- In Victoria, bail is the process whereby a person who has been arrested and charged, is released from police custody into the community with a bail condition to appear at the next court hearing. More than on bail condition can be attached.
- Bail can be granted directly from the police station by a bail justice, or by a magistrate hearing a bail application at the Magistrates Court. If the matter is very serious it is possible that the bail application will have to occur in the Supreme Court.
- The courts have very board powers in relation to setting bail conditions.
- If bail is refused, the arrested person is remanded in custody until the matter is finalised or until a further application for bail is successful.
- In the Magistrates’ Court, it can be many months between arrest and hearing, and even longer in the higher courts. So, the issue of bail is an important one.
- In deciding whether to grant bail, the police, the bail justice, or a member of the judiciary presiding in court must balance competing considerations.

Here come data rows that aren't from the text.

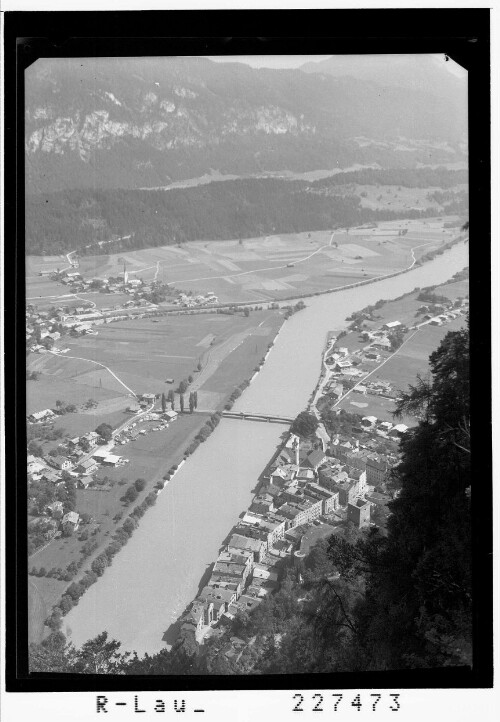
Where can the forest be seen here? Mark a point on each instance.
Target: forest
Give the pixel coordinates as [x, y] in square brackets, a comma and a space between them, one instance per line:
[224, 210]
[426, 177]
[363, 601]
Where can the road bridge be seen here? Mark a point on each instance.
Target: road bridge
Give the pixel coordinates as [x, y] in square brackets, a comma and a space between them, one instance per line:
[244, 416]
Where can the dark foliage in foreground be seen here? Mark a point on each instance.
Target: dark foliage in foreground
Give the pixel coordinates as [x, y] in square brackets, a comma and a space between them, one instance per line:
[363, 601]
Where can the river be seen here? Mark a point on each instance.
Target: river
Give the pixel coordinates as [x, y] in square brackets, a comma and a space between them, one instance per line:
[157, 573]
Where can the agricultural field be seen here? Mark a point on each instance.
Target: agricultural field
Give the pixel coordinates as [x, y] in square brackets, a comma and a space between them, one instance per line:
[43, 593]
[398, 198]
[150, 457]
[142, 354]
[273, 267]
[401, 370]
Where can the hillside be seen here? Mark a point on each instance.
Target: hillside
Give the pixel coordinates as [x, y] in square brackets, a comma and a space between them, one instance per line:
[412, 71]
[222, 210]
[134, 122]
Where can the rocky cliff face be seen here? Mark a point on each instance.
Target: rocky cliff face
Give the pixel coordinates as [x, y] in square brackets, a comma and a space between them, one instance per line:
[133, 122]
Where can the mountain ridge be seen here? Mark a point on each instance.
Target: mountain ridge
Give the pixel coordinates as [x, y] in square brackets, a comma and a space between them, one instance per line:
[130, 122]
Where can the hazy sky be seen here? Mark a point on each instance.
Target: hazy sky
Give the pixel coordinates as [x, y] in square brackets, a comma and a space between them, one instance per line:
[295, 61]
[268, 61]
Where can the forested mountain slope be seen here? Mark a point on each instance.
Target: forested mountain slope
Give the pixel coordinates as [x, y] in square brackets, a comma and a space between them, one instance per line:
[364, 602]
[133, 122]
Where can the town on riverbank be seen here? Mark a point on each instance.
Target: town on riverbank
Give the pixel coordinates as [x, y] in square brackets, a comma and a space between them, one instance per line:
[110, 467]
[331, 475]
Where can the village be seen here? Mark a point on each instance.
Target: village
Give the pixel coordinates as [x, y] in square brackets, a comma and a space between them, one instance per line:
[45, 327]
[316, 487]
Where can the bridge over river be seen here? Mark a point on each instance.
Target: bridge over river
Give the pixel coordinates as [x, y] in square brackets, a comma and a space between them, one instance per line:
[257, 417]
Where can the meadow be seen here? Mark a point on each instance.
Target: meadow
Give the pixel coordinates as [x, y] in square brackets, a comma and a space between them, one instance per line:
[268, 268]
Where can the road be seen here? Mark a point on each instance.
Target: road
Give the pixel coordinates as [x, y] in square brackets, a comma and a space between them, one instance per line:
[97, 363]
[254, 270]
[363, 380]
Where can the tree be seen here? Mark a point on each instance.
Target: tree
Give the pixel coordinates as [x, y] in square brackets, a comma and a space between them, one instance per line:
[131, 494]
[98, 656]
[53, 654]
[105, 431]
[421, 590]
[305, 424]
[35, 448]
[99, 565]
[140, 484]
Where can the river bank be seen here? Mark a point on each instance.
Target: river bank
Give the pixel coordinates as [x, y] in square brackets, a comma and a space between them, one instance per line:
[158, 572]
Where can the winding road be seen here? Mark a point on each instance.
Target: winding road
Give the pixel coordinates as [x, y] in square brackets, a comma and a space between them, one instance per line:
[97, 363]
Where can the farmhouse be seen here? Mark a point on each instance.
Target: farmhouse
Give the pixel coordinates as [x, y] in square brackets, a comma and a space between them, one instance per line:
[111, 460]
[383, 343]
[73, 518]
[42, 415]
[91, 438]
[87, 467]
[60, 462]
[55, 508]
[392, 324]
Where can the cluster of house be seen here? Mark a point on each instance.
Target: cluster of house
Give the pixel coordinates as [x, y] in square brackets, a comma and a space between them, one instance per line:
[383, 428]
[132, 432]
[81, 459]
[302, 488]
[57, 521]
[41, 325]
[186, 301]
[437, 314]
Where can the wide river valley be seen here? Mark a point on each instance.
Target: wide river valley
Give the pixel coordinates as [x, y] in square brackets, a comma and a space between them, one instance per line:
[158, 572]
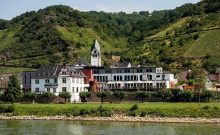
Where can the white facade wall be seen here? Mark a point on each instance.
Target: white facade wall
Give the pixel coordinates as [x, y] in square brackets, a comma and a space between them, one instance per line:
[73, 85]
[156, 79]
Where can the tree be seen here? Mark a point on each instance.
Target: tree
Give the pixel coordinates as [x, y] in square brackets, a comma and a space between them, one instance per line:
[48, 96]
[31, 96]
[65, 95]
[103, 94]
[141, 95]
[207, 94]
[187, 95]
[176, 95]
[120, 95]
[13, 91]
[165, 94]
[84, 96]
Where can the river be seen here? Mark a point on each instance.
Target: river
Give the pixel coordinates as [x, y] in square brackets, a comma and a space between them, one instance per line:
[37, 127]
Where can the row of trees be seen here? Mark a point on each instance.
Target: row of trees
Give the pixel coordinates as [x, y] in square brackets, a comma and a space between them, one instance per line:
[171, 95]
[13, 93]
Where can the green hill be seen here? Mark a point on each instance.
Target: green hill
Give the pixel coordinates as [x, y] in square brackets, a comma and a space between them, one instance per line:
[60, 34]
[207, 44]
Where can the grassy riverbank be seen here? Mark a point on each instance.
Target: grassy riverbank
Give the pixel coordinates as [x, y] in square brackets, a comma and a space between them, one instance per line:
[207, 110]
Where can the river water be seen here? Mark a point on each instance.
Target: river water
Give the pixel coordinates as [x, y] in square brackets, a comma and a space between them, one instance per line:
[32, 127]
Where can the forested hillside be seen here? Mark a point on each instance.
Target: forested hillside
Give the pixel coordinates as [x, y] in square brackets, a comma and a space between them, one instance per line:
[175, 39]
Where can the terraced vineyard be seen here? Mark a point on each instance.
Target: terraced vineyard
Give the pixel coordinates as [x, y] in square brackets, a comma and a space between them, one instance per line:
[207, 44]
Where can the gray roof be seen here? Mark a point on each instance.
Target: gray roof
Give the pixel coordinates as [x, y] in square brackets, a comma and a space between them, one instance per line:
[96, 46]
[54, 71]
[81, 62]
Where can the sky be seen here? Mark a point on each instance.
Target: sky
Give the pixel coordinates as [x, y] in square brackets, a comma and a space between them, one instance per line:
[13, 8]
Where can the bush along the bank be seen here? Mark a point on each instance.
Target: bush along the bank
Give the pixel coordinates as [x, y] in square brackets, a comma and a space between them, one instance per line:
[6, 108]
[177, 95]
[133, 111]
[103, 94]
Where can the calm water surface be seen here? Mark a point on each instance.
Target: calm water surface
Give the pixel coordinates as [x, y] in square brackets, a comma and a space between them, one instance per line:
[24, 127]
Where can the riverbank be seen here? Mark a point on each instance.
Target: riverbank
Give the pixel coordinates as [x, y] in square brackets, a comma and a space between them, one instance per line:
[116, 118]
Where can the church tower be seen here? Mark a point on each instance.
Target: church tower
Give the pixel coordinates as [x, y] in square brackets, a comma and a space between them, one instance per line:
[96, 54]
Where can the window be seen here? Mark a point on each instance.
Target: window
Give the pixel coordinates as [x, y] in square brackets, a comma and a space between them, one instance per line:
[64, 89]
[64, 80]
[36, 81]
[37, 90]
[163, 77]
[48, 89]
[141, 78]
[55, 80]
[47, 81]
[135, 78]
[114, 78]
[75, 81]
[54, 90]
[149, 77]
[120, 78]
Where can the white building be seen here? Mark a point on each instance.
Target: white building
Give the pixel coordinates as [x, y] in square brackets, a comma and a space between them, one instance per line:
[126, 76]
[57, 79]
[133, 77]
[96, 55]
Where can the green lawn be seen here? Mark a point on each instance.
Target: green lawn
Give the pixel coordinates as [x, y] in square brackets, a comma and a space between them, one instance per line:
[210, 110]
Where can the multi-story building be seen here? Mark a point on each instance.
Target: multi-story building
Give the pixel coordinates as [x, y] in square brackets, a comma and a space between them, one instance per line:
[121, 76]
[25, 80]
[133, 77]
[57, 79]
[96, 55]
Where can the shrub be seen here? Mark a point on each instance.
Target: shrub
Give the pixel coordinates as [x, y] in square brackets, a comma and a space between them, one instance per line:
[120, 95]
[133, 113]
[165, 94]
[141, 95]
[104, 112]
[143, 114]
[103, 94]
[215, 108]
[85, 111]
[206, 107]
[84, 96]
[134, 107]
[65, 95]
[6, 108]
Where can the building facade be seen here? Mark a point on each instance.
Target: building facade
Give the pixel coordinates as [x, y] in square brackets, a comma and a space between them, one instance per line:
[125, 76]
[133, 78]
[25, 80]
[58, 79]
[96, 55]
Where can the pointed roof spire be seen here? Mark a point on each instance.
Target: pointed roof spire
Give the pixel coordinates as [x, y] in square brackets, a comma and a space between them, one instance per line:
[96, 46]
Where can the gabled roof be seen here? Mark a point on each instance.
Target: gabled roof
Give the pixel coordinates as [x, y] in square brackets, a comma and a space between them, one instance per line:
[82, 62]
[182, 76]
[55, 71]
[47, 71]
[96, 46]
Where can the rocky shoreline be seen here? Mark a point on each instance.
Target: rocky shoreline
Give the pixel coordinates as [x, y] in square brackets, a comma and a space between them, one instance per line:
[116, 118]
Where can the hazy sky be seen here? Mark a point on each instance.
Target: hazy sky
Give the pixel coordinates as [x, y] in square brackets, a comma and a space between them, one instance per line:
[12, 8]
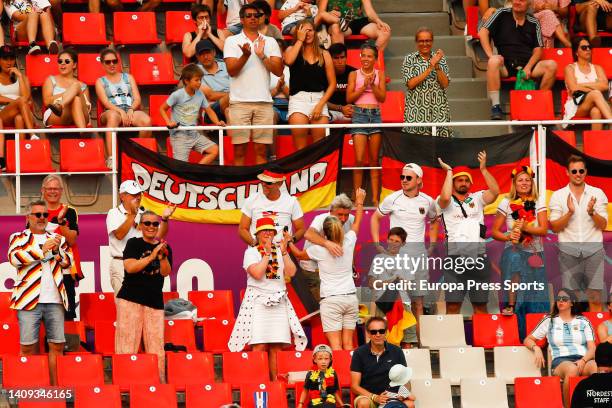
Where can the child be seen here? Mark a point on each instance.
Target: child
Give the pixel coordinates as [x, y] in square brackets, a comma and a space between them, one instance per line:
[321, 385]
[187, 104]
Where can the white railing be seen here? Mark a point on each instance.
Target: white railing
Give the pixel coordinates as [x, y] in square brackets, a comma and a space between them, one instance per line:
[539, 125]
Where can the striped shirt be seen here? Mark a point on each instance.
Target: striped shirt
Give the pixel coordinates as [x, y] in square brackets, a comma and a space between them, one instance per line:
[565, 338]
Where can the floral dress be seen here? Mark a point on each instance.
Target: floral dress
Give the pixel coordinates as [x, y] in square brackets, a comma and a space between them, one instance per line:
[428, 101]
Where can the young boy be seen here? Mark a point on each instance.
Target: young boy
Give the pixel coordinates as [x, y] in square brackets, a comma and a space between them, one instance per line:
[187, 104]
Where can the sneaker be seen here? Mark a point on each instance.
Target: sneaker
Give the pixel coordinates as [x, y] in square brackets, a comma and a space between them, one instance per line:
[496, 113]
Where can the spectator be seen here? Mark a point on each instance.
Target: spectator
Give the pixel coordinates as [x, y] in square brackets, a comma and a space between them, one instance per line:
[339, 304]
[26, 16]
[215, 82]
[39, 294]
[274, 202]
[371, 364]
[570, 337]
[593, 16]
[118, 93]
[201, 15]
[140, 304]
[366, 91]
[522, 260]
[339, 109]
[519, 43]
[462, 213]
[578, 215]
[340, 208]
[187, 104]
[409, 208]
[311, 85]
[356, 17]
[67, 98]
[586, 85]
[427, 77]
[250, 57]
[588, 391]
[266, 318]
[63, 220]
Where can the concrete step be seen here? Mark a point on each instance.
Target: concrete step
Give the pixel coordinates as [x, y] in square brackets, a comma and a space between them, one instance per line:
[405, 24]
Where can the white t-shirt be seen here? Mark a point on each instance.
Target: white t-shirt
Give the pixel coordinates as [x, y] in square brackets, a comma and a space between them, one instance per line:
[115, 217]
[283, 211]
[336, 273]
[317, 224]
[253, 82]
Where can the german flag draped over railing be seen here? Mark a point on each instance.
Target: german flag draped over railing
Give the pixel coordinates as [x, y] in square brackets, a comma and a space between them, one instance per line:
[215, 194]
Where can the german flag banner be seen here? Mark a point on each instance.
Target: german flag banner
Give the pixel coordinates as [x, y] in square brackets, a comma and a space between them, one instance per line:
[215, 194]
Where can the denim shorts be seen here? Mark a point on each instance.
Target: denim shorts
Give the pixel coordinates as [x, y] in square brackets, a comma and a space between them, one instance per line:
[52, 315]
[365, 116]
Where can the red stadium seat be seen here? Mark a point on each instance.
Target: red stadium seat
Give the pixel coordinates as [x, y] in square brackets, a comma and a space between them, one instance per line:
[537, 392]
[25, 371]
[245, 367]
[177, 24]
[218, 304]
[142, 66]
[276, 394]
[190, 368]
[153, 396]
[134, 369]
[531, 105]
[35, 156]
[135, 28]
[80, 370]
[77, 155]
[596, 143]
[84, 29]
[208, 395]
[107, 396]
[485, 327]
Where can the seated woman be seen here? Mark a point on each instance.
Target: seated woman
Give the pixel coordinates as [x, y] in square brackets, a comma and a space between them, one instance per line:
[66, 98]
[119, 95]
[586, 84]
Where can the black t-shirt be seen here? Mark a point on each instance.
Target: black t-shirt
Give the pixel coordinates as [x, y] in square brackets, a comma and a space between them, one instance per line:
[593, 392]
[375, 370]
[144, 287]
[514, 43]
[339, 95]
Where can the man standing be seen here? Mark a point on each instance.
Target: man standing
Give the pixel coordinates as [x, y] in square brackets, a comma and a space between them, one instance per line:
[39, 294]
[463, 219]
[578, 213]
[250, 57]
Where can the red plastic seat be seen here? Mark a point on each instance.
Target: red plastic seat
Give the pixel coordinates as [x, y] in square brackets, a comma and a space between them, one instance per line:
[107, 396]
[134, 28]
[84, 29]
[177, 24]
[596, 143]
[134, 369]
[485, 326]
[537, 392]
[153, 396]
[218, 304]
[97, 306]
[276, 394]
[142, 67]
[35, 156]
[25, 371]
[190, 368]
[80, 370]
[82, 155]
[207, 395]
[531, 105]
[245, 367]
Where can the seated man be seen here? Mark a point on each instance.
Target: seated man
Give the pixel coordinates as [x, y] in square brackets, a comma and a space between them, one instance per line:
[518, 39]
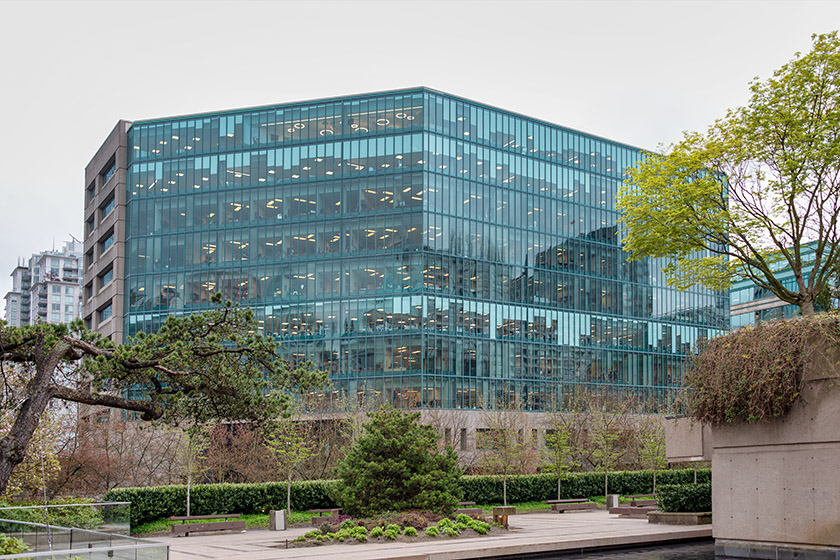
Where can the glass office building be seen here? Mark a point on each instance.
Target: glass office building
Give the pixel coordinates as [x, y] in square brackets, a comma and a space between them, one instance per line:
[422, 248]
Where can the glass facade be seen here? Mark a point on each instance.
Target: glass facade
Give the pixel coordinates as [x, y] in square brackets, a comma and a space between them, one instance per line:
[422, 248]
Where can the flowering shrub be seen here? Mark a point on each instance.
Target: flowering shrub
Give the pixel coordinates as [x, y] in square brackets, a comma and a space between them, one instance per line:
[755, 373]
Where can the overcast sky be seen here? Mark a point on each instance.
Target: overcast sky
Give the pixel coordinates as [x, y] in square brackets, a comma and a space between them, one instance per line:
[636, 72]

In many cases, the decision can be very difficult, as it involves an assessment of future risk.
Possible Conditions of Bail
- If bail is granted, the accused person is released from custody, but their release is usually subject to conditions. The conditions are imposed to alleviate any perceived risks to the community once the accused has been released.
Common bail conditions include:
- Having to reside at a specific address;
- Being subject to a nightly curfew;
- Period reporting to the police station;
- Not being able to leave the state and/or county; and
- Not being able to associate with witnesses or a co-accused.
Implications of denial:
- If bail is refused, the accused is remanded in custody. However, being held in custody whilst awaiting the next court date can have serious implications. Just as the courts regard the use of prison as a ‘last resort’ in sentencing, remanding an accused in custody should also be regarded as a last resort. It is at this point a further application should be considered, either before the same member of the judiciary by establishing ‘new facts and circumstances’ if there have been two failed attempts previously or by way of a fresh bail application in the Supreme Court.
The key case law:
- DPP v Harika [2001] VSC 237 – Meaning of unacceptable risk, show cause (Now compelling reasons)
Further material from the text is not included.